Friday, July 24, 2009

The Playground

I’ve played pickup basketball with regularity since I was about 20 years old. An athlete for life in other disciplines, I started hoop late, and paid for it. For years my skills lagged behind my physical abilities, and I paid my dues on macadam and hardwood across the country, wherever I lived, coming up to speed on how the game is played. Not just the dribbling, shooting and passing, but the way the parts moved in harmony, how 10 people worked together to create this flowing game.

Pickup is universal. Anywhere in the country, the world, anyplace where they have a ball and two hoops, the rules are the same, with only minor variations. With no refs, subjective calls and guys banging into each other all over the court, it shouldn’t work, it can’t possibly hold together, but it does. The string of the game binds the flying parts, and all 10 players subject themselves to the whole.

The rules are always similar, but never the same. The play is to 7, or 9, or 10, or 11, or 21, and by twos, or ones, or twos and threes. Different levels of contact are allowed, but always within certain bounds. You call your own fouls. Sometimes charges and blocks are called, sometimes that’s taboo. But it’s always basketball. And there’s always one element that never changes, that’s present everywhere, and cannot be escaped.

The playground.

There’s a reason it’s called the playground. All those rules of elementary school still apply here. It’s survival of the fittest, strongest, fastest. You are only as good as what you can produce today. It doesn’t matter if you are rich or poor, the color of your skin, your size, your pedigree – all that matters is whether you can ball. It’s the ultimate meritocracy. You might have to deal with some hazing on a new court, to prove yourself, to take the heckling and the fouls, but eventually, you’ll be accepted for your ability to ball. Walk inside those lines, and leave everything else behind. It’s just you.

You and your fear.

Make no mistake. No sport is more mental than basketball. The difference in a shot going in or out , of an attacking dribble working or not, of getting a board, is all about the space between the ears. You are intimidated, either overtly or subtly, every step of the game. You are tested and berated, found to measure up or found wanting, on every possession. You are force fed an immediate gauge of your value and worth. It changes court to court, game to game. King of the court, team goat, you. All the phases, all the time.

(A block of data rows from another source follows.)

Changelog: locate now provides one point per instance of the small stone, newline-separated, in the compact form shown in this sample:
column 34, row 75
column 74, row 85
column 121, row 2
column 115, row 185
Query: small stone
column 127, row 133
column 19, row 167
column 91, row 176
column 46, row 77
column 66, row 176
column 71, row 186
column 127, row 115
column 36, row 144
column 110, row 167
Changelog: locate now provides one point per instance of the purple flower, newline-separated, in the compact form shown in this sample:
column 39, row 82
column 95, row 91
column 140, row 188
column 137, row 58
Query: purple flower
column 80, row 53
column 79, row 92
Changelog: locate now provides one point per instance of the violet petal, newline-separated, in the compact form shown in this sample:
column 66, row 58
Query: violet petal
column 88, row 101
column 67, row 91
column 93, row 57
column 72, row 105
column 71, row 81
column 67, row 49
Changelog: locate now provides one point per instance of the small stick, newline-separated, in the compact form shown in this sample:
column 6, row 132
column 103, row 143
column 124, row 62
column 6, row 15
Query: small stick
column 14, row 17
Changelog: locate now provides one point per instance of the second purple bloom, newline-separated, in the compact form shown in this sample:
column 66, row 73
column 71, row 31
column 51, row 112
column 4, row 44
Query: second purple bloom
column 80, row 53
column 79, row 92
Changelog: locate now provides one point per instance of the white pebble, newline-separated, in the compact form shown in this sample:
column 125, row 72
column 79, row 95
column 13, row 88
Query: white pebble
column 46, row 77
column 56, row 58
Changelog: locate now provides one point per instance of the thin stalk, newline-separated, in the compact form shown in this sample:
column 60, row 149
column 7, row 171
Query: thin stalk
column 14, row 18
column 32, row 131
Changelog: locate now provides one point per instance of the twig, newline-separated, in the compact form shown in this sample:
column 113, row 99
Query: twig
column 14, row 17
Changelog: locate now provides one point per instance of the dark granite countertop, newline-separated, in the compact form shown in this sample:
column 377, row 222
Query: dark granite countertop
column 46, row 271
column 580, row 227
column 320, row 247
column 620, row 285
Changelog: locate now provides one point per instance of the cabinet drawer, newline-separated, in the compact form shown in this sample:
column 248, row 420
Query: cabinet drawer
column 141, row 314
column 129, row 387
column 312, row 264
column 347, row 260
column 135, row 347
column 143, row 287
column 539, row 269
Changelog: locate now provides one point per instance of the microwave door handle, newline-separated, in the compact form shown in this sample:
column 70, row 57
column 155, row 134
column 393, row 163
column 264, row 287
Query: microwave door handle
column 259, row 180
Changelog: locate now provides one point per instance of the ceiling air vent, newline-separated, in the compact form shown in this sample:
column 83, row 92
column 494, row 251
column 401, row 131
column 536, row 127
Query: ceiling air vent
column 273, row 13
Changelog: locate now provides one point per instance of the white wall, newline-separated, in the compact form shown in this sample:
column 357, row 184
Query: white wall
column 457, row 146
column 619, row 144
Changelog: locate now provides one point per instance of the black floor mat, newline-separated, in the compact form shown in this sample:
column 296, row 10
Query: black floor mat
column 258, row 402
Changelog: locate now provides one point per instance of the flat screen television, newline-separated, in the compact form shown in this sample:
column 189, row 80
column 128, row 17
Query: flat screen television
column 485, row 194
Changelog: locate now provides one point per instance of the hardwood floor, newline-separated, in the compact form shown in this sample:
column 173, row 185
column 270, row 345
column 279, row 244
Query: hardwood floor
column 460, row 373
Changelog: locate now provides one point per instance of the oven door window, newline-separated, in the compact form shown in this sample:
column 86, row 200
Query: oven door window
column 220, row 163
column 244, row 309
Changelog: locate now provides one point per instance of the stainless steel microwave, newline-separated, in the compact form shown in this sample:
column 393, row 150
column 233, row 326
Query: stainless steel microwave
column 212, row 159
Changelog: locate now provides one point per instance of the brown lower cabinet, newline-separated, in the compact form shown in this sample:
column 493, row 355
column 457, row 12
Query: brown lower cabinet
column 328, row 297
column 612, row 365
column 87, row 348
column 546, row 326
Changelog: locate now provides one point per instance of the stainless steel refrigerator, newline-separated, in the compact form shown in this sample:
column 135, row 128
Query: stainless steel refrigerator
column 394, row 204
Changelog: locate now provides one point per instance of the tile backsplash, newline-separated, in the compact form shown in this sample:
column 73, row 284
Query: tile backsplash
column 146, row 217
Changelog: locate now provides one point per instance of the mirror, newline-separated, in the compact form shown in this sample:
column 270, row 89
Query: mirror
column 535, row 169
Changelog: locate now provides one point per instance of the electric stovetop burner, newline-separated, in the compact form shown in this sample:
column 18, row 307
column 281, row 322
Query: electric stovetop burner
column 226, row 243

All those childhood emotions of the playground still live here. The fear, intimidation, elation, gloating, teasing, pain, and joy, now presented for adults. All those emotions we run through everyday but never describe, and often don’t even acknowledge. They are laid bare before your feet on the pickup court. There’s a reason ballers call it the playground. Welcome to all the worst of your childhood fears.

I’ve played pickup for 20 years. I’ve just turned 40, and though I’ve always been fast, the college kids can now outquick me at times. The can certainly outjump me. My body aches when I play, but it aches more the next day. It takes me half a game just to get warm. I won’t be able to play this game forever. I’m trying to hold on long enough to play pickup with my son, who’s 7. We play all the time in the driveway. He already understands the rules. Not the rules to the game, but the rules to the playground. It’s inate, in all of us, waiting to prey on our minds. Waiting to test us.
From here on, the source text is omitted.